Despite this setback, the truth eventually came out and the backlash was considerable. In the span of six months beginning in October 2008, Attorney General Richard Blumenthal, along with attorneys general from Connecticut, Delaware and New Jersey, wrote letters to 11 baby bottle manufacturers in October asking them to stop using BPA – six complied; major retailers, including Wal-Mart and Toys R Us, pulled baby bottles with BPA off of shelves; and several states attempted to push forward legislation banning the chemical from all food contact products.
“Legislation and political threats are powerful tools,” notes Shade.
And in the most showing triumph against the use of BPA, Sunoco, a major manufacturer of the chemical and previously one of its biggest safety advocates, announced that it is now requiring customers to guarantee the BPA it sells to them will not be used to make food and beverage containers for children under age three.
But not all campaigns are this successful. Shade notes that 10 years ago there was a similar push in the U.S. to ban phthalates in toys. Phthalates are linked to birth defects, disrupted development, decreased sperm count and infertility. They are currently banned in the EU, and the U.S. just recently set limits on phthalates, along with lowering limits on lead, for products intended for kids age 12 and under.
Which is why the current ‘innocent until proven guilty’ approach to removing harmful chemicals from products is a stop-gap, not a solution.
A Better Way
In an ideal world, manufacturers would take it upon themselves to evaluate their product materials for environmental and human safety, and pursue alternative materials that are safer for consumers and the environment.
That doesn’t mean everything has to be made of wood and natural fibers. Rather, it requires a proactive approach to product design, in which safety is as important a priority as quality and cost.
This is the approach taken by Steelcase, an office furniture manufacturer in Grand Rapids, Mich. Steelcase relies on material chemistry to evaluate product safety, and every new product design begins with a list of ‘approved materials’ that have been evaluated for human and environmental safety, toxicity and performance criteria. Steelcase works with MBDC to assess materials as part of MBDC’s Cradle to Cradle certification program.
“It’s much easier to start with an approved list so we don’t have to guess about whether a material is safe,” says Tammy Ayers, senior environmental sustainability consultant in the materials chemistry practice for Steelcase.

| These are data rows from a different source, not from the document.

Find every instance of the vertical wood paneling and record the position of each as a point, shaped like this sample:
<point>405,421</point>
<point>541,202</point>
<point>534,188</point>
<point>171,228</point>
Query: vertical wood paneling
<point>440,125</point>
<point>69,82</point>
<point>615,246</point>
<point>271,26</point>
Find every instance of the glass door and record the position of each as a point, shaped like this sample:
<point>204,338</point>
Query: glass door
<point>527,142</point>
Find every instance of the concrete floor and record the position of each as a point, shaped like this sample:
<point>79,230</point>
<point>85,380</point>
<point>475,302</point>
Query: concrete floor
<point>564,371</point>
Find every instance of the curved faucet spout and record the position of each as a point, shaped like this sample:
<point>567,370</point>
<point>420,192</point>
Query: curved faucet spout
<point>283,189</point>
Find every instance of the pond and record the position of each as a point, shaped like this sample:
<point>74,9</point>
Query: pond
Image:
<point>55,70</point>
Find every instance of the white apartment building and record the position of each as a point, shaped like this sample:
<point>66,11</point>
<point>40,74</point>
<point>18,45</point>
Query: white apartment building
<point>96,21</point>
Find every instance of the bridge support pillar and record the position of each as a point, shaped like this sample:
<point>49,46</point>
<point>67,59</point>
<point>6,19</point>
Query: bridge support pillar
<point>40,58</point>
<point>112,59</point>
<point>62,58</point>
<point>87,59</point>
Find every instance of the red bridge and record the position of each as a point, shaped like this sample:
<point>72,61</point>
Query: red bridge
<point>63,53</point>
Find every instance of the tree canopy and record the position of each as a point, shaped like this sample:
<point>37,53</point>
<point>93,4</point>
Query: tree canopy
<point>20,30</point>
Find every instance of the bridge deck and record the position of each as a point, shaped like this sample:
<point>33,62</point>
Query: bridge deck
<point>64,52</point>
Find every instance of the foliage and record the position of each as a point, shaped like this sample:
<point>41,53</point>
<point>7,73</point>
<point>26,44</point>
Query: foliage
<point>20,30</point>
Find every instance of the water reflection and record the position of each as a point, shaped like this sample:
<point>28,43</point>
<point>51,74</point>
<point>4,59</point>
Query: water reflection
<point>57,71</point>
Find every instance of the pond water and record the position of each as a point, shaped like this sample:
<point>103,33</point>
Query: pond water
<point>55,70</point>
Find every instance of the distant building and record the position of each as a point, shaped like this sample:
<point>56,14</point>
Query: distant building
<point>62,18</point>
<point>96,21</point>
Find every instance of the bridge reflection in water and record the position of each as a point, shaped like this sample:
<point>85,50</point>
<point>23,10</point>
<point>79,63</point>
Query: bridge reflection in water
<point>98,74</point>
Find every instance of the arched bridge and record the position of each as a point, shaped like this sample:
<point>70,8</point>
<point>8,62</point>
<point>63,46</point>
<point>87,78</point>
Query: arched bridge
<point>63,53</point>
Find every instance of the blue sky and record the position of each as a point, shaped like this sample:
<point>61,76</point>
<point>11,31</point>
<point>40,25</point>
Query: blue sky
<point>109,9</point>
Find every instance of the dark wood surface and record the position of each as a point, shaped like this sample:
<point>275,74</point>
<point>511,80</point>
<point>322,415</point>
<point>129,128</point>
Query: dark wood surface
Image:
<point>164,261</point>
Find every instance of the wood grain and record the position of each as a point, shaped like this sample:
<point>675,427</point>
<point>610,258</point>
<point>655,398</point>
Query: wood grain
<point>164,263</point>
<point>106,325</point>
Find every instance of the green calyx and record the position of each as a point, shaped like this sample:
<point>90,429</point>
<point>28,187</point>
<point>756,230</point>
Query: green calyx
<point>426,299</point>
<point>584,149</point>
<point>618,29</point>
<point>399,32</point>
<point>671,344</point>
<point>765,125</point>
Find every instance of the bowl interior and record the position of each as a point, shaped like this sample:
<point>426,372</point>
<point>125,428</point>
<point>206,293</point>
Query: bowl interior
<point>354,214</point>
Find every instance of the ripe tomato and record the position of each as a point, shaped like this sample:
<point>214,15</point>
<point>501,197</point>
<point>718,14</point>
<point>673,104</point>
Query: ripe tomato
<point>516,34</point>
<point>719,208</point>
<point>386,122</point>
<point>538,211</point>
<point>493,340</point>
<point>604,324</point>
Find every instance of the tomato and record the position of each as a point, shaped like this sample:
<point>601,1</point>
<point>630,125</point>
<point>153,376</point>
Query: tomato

And when materials are needed that don’t fall on the list, the company reviews the marketplace to find the safest possible choice, then rates those materials according to toxicity. If the alternative material falls into a yellow or red category – which means they are acceptable but not ideal -- an exit strategy is devised to move them out of the product. Anything that receives a black or prohibited rating is not allowed.
“It’s not an easy process,” she warns. It requires in-depth research across the entire supply chain, and sometimes months of trial and error to replace toxic materials with safer alternatives that meet quality and price criteria.
“It’s a challenge for our supply chain and engineers, but we are paving a path,” says Ayers. A big component of the process is convincing suppliers to help find safer solutions.
Ayers proudly notes that 3M recently agreed to partner with Steelcase to develop green alternatives for certain chemicals. “They are on board, and when something assess red they start looking for alternatives to change their formulation.”
Building these kinds of partnerships and getting suppliers to understand the larger goal is the only way designers can achieve the fundamental shift in attitude about material safety.
“For years the sustainability environment has been a discipline of compliance,” says Angela Nahikian, director of global environmental sustainability for Steelcase. But compliance is a reactive process that does not strive to prevent harmful toxins from getting into products in the first place.
“We are challenging our partners and our teams to look beyond compliance, to do what’s right.”